Why a separate **Research** field instead of appending to **Details**?

**Details** is the author's intent — what the human queuer wanted the task to do. Keeping it clean makes the task queue human-friendly: a reviewer can see what was asked for without wading through agent-generated notes.

**Research** is the agent's accumulated context — read-only findings from codebase exploration, drafted message text, sketched implementation approaches. Separating the two means:

  1. Reviewers can tell at a glance which parts came from a human vs. an agent, and can trust Details as the source of truth for intent.
  2. Agents can confidently overwrite or reorganize their own research over time without risking the author's original wording.
  3. Diffs stay small and focused — "enriched with research notes" commits touch only Research, Last-enriched, and maybe Files/Acceptance appendixes, never Details.
  4. The **Last-enriched** marker is tied naturally to Research — it answers "when did an agent last look at this?" without confusing the author-managed fields.

When the task is unblocked and a developer picks it up, Research is the scratchpad they inherit from the last agent turn; Details is still the crisp brief they were given.

Why not put policies in AGENTS.md instead?

AGENTS.md is for project-wide agent instructions — build commands, code conventions, architecture.

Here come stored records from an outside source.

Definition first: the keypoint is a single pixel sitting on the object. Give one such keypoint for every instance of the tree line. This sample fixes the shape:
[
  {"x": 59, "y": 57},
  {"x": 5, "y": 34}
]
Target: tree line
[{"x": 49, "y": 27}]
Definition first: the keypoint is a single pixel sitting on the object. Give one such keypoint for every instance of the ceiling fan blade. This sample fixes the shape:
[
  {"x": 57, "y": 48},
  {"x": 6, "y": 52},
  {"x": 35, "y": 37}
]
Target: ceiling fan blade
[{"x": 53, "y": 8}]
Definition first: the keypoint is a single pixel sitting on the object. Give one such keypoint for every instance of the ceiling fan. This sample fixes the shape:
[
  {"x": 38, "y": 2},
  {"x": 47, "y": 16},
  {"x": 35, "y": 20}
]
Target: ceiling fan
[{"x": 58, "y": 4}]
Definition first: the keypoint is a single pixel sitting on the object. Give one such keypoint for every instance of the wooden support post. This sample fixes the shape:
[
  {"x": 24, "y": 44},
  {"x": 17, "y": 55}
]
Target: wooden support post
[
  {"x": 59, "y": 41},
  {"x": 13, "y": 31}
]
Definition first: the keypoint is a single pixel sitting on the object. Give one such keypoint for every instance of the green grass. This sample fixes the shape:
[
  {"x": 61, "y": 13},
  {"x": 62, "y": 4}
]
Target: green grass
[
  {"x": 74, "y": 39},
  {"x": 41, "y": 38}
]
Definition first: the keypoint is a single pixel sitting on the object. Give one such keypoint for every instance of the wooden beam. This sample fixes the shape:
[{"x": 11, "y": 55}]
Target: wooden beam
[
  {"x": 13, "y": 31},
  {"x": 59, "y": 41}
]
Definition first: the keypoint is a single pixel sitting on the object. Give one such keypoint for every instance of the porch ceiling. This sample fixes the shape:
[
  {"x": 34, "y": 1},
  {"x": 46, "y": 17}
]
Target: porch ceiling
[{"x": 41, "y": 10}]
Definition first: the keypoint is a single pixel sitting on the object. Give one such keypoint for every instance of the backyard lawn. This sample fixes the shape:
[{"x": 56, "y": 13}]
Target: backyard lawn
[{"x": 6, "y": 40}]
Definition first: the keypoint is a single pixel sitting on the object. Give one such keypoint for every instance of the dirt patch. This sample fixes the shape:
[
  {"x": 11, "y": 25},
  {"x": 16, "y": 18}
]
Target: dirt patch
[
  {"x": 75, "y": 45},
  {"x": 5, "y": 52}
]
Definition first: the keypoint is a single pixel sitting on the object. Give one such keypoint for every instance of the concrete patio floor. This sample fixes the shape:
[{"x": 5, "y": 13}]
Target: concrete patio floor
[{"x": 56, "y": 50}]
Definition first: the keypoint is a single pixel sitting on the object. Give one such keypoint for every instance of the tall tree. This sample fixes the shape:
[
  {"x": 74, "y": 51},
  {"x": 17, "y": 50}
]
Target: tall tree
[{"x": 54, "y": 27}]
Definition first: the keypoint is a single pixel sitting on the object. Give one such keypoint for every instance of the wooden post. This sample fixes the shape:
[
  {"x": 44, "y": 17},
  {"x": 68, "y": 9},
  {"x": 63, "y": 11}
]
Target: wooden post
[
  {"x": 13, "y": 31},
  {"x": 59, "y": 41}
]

Policies in TASKS.md are scoped to the task queue — they guide how agents pick and execute tasks, not how the project works in general. A policy like "P1 tasks require a Jira ticket" belongs with the tasks, not with the build instructions. Teams that want both can: AGENTS.md for project conventions, TASKS.md policies for queue-specific rules.

Spec Versioning

This specification follows Semantic Versioning. From v1.0 onward, all changes are non-breaking and additive — new optional features, new metadata fields, new recommendations. The format of existing TASKS.md files will never be invalidated by a spec update. Full version history is in the git log.